We have the following implementation of KLD:
import numpy as np
import pandas as pd
from scipy.stats import entropy
def KL_divergence(a, b):
hist_a = np.histogram(a, bins=100, range=(0,1.0))[0]
hist_b = np.histogram(b, bins=100, range=(0,1.0))[0]
hist_b = np.where(hist_b == 0.0, 1e-6, hist_b)
return entropy(hist_a, hist_b)
Which takes two datasets (with range 0-1), discretizes them into 100 equal bins, and calculates KLD on the resulting dataset.
In practice, this does not work at all, because this distance scales hugely with the size of the dataset (smaller dataset = larger distance). Here I wrote a simple script, that simulates many distributions of different sizes data (sizes 100, 1000, 10000), evaluates KLD, and plots each histogram. The "underlying probability" is an example distribution those datasets might follow.
import numpy as np
import pandas as pd
from scipy.stats import entropy
import matplotlib.pyplot as plt
%matplotlib inline
def KL_divergence(hist_a, hist_b):
return entropy(hist_a, hist_b)
actual_bin_counts = np.array([7805, 436, 396, 456, 559, 809, 1139, 1928, 4618, 60948])
underlying_probability = actual_bin_counts / actual_bin_counts.sum()
def generate_histogram(n_samples, true_probs = underlying_probability):
uniform_random = np.random.uniform(0,1, size=n_samples)
bins_counts = np.digitize(uniform_random, underlying_probability.cumsum())
return np.unique(bins_counts, return_counts=True)[1]
distances_1000 = []
for repeat in range(10_000):
try:
sampled_a = generate_histogram(1000)
sampled_b = generate_histogram(1000)
distances_1000.append(KL_divergence(sampled_a, sampled_b))
except:
# we had a category with 9 bins.

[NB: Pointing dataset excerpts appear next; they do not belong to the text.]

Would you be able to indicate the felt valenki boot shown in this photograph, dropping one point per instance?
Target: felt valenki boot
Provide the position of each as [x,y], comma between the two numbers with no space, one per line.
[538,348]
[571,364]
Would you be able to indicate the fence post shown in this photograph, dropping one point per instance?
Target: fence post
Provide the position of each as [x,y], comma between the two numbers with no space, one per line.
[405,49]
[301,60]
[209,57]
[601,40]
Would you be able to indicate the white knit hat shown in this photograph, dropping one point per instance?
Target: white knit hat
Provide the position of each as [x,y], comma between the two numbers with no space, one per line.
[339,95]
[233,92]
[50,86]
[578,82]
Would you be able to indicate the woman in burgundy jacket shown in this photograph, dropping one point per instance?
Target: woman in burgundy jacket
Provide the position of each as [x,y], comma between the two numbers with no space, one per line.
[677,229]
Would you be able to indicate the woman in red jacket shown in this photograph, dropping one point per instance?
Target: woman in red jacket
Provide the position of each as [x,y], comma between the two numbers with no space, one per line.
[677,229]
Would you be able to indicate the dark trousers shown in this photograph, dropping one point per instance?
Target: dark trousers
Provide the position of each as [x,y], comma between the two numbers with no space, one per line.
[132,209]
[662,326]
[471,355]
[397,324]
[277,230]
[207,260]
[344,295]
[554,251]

I don't care enough to fix it.
pass
distances_10_000 = []
for repeat in range(10_000):
try:
sampled_a = generate_histogram(10_000)
sampled_b = generate_histogram(10_000)
distances_10_000.append(KL_divergence(sampled_a, sampled_b))
except:
# we had a category with 9 bins. I don't care enough to fix it.
pass
distances_100_000 = []
for repeat in range(10_000):
try:
sampled_a = generate_histogram(100_000)
sampled_b = generate_histogram(100_000)
distances_100_000.append(KL_divergence(sampled_a, sampled_b))
except:
# we had a category with 9 bins. I don't care enough to fix it.
pass
plt.xscale('log')
plt.hist(distances_1000, bins=100);
plt.hist(distances_10_000, bins=100);
plt.hist(distances_100_000, bins=100);
As you can see, while the underlying distributions are the same, the distances are incomparable. How do I correct for the size of the datasets?